Hmm, hab mich wohl nicht ganz deutlich ausgedrückt.

Was ich will ist eine Freigabe, die jeder lesen kann. Das ist kein Problem.
Dadrin sollen verschiedene Unterordner sein, die jeweils nur für verschiedene User schreibbar sein sollen.

Also so:

tauscheverzeichnis (für alle lesbar)
|-> ordnervonuser1 (für alle lesbar, für user1 schreibbar)
|-> ordnervonuser2(für alle lesbar, für user2 schreibbar)
|-> usw...

Muss ich da die Unterordner extra freigeben, oder kann man die Unterordner innerhalb einer Freigabe unterschiedlich behandeln?


----------



## Marcus Roffmann (6. Dezember 2002)

Dann musst Du entweder die Security der Freigaben auf "share" setzen (in der Global-Sektion). Dadurch werden alle Verzeichnisse nach dem Benutzer befragt und wenn ein falscher Benutzer da ist, dann geht's garnicht.

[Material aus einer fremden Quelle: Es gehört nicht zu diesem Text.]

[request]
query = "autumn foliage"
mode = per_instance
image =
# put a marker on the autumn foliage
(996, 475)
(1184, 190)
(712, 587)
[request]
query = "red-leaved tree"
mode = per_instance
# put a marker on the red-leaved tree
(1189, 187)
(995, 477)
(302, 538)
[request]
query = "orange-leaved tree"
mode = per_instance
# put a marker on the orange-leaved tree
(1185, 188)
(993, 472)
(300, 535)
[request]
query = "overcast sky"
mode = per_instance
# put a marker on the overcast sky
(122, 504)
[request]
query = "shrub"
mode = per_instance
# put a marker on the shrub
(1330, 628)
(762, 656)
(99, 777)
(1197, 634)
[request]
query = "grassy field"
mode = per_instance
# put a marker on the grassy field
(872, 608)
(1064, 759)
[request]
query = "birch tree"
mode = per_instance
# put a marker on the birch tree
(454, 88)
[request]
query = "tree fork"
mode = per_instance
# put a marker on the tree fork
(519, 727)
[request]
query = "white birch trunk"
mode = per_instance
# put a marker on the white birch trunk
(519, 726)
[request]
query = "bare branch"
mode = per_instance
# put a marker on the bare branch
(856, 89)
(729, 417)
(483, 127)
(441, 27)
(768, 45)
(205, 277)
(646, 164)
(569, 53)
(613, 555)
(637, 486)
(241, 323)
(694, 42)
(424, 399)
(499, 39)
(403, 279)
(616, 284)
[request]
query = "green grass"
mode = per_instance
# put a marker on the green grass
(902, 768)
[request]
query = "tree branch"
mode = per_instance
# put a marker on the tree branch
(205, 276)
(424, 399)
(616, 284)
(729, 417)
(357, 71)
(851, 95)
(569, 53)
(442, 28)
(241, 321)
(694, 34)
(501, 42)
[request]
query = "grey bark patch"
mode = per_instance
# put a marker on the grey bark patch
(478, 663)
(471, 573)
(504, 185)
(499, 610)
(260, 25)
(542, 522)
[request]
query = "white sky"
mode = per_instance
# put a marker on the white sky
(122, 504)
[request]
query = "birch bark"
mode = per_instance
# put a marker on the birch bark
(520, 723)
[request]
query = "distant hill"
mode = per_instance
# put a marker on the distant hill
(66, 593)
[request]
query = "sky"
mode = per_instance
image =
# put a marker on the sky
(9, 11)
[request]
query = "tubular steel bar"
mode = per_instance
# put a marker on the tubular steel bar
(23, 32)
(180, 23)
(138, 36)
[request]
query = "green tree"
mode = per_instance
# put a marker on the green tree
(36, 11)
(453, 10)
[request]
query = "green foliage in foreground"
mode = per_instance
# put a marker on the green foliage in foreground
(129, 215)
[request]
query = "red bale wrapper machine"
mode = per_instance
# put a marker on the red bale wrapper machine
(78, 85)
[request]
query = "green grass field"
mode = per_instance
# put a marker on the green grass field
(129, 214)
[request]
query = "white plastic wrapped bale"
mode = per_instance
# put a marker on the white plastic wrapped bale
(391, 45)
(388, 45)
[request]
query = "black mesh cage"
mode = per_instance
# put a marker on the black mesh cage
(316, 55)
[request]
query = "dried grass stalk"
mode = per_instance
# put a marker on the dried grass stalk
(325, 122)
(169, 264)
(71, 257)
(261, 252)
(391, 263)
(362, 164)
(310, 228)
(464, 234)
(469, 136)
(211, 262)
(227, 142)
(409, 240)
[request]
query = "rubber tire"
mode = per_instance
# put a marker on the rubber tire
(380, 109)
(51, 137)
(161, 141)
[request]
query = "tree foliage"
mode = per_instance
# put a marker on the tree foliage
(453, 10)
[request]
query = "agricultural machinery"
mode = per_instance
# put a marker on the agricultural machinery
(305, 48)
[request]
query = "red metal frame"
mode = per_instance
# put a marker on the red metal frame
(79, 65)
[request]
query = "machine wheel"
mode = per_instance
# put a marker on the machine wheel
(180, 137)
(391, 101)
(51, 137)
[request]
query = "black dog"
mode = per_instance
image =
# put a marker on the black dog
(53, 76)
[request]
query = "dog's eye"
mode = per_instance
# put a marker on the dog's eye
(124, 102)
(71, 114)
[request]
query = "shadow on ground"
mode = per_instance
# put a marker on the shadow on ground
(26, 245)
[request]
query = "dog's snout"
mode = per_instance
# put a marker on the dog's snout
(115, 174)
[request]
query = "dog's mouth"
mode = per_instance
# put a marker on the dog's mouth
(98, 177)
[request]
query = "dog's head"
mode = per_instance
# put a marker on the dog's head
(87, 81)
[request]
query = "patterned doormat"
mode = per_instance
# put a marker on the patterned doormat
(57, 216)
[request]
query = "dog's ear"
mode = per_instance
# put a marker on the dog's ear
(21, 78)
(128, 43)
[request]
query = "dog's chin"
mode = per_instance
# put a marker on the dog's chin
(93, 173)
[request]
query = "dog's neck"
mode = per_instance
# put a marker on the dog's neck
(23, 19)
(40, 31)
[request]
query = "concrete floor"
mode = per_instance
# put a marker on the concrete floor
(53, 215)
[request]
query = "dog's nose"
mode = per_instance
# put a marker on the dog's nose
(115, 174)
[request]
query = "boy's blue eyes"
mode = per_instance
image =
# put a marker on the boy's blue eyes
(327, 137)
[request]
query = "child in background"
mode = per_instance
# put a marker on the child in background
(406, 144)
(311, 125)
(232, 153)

ODer Du musst die Shares einzelen definieren, das geht natürlich auch


----------



## Dennis Wronka (12. Dezember 2002)

Du kannst auch hingehn und dem Samba in der Freigabe sagen, daß er bei Verzeichnis-/Datei-Erstellung bestimmte Rechte vergeben soll.

Damit kannst du dann realisieren, wenn ein User eine Datei oder ein Verzeichnis erstellt die Rechte so gesetzt werden, daß dieser User alles darf und andere User nur lesen.


----------